Manual Test Plan For Disks and Nodes Eviction

Positive Case:

For both Replica Node Level Soft Anti-Affinity has been enabled and disabled. Also the volume can be 'Attached' or 'Detached'.

  1. User can select one or more disks or nodes for eviction. Select Eviction Requested to true on the disabled disks or nodes, Longhorn should start rebuild replicas for the volumes which have replicas on the eviction disks or nodes, and after rebuild success, the replica number on the evicted disks or nodes should be 0. E.g. When there are 3 nodes in the cluster, and with Replica Node Level Soft Anti-Affinity is set to false, disable one node, and create a volume with replica count 2. And then evict one of them, the eviction should get stuck, then set Replica Node Level Soft Anti-Affinity to true, the eviction should go through.

Negative Cases:

  1. If user selects the disks or nodes have not been disabled scheduling, Longhorn should display the error message on Dashboard immediately. Or during the eviction, the disabled disk or node can not be re-enabled again.
  2. If there is no enough disk spaces or nodes for disks or nodes eviction, Longhorn should log the error message in the Event Log. And once the disk spaces or nodes resources are good enough, the eviction should continue. Or if the user selects Eviction Requested to false, Longhorn should stop eviction and clear the evictionRequested fields for nodes, disks and volumes crd objects. E.g. When there are 3 nodes in the cluster, and the volume replica count is 3, the eviction should get stuck when the Replica Node Level Soft Anti-Affinity is false.

Integration Test Plan

For Replica Node Level Soft Anti-Affinity is enabled, create 2 replicas on the same disk or node, and then evict this disk or node, the 2 replicas should goto another disk of node.

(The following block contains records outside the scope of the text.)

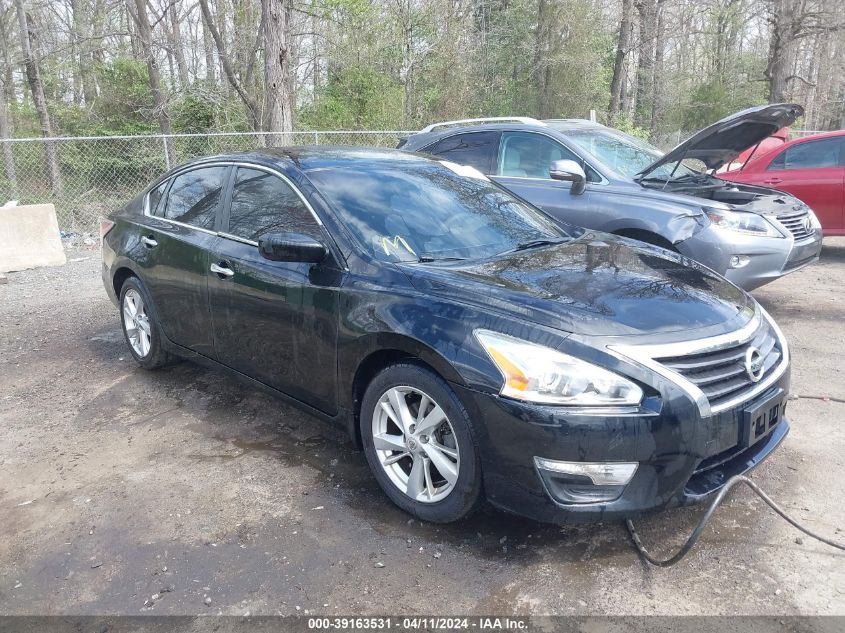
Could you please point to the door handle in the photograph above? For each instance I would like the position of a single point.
(222, 270)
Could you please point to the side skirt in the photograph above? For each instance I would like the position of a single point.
(343, 418)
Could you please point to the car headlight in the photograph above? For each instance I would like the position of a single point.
(543, 375)
(741, 222)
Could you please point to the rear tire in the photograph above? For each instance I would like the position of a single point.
(141, 330)
(419, 444)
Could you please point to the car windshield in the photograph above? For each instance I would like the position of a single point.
(626, 154)
(430, 211)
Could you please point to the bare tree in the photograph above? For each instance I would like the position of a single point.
(5, 133)
(617, 84)
(145, 37)
(276, 16)
(248, 99)
(176, 43)
(647, 10)
(36, 86)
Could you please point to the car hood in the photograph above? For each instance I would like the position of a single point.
(723, 141)
(597, 285)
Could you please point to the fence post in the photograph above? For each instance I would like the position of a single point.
(166, 153)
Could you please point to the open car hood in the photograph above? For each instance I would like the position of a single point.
(723, 141)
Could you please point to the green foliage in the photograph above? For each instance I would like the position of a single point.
(355, 97)
(193, 112)
(625, 124)
(125, 104)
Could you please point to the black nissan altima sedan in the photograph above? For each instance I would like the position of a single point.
(472, 347)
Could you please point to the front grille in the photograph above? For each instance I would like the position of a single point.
(796, 223)
(721, 374)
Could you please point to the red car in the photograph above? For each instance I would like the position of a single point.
(811, 168)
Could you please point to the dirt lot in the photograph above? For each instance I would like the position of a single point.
(180, 492)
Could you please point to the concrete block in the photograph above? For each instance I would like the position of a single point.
(29, 237)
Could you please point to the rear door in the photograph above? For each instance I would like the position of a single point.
(274, 321)
(476, 149)
(178, 229)
(523, 165)
(812, 171)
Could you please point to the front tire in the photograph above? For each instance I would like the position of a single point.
(140, 328)
(419, 444)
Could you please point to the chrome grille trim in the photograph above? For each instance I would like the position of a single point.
(795, 223)
(647, 355)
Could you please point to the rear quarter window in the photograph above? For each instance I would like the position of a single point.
(194, 197)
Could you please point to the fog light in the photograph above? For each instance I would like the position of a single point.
(584, 482)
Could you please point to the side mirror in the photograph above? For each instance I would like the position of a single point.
(570, 171)
(291, 247)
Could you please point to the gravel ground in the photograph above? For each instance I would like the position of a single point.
(124, 491)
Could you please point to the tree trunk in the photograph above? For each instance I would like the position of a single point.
(33, 76)
(647, 10)
(617, 85)
(5, 48)
(542, 58)
(249, 101)
(782, 48)
(178, 50)
(210, 63)
(146, 40)
(82, 31)
(658, 82)
(276, 15)
(8, 157)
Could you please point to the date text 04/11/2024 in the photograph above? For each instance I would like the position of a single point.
(482, 623)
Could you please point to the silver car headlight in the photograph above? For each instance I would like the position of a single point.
(741, 222)
(535, 373)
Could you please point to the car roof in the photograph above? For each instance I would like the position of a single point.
(812, 137)
(308, 157)
(423, 138)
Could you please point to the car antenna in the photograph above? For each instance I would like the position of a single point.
(674, 169)
(750, 156)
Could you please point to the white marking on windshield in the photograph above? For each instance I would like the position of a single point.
(464, 170)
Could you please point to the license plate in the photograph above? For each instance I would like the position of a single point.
(762, 418)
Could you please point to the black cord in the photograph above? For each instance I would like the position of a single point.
(696, 533)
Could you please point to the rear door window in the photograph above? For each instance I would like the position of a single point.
(154, 198)
(264, 203)
(477, 149)
(195, 196)
(810, 155)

For Replica Node Level Soft Anti-Affinity is disabled, create 1 replica on a disk, and evict this disk or node, the replica should goto the other disk of node.

For node eviction, Longhorn will process the eviction based on the disks for the node, this is like disk eviction. After eviction success, the replica number on the evicted node should be 0.

Error Indication

During the eviction, user can click the Replicas Number on the Node page, and set which replicas are left from eviction, and click the Replica Name will redirect user to the Volume page to set if there is any error for this volume. If there is any error during the rebuild, Longhorn should display the error message from UI. The error could be failed to schedule a replica due to disk space or based on schedule policy, can not find a valid disk to put the replica.

Upgrade strategy

No special upgrade strategy is necessary. Once the user upgrades to the new version of Longhorn, these new capabilities will be accessible from the longhorn-ui without any special work.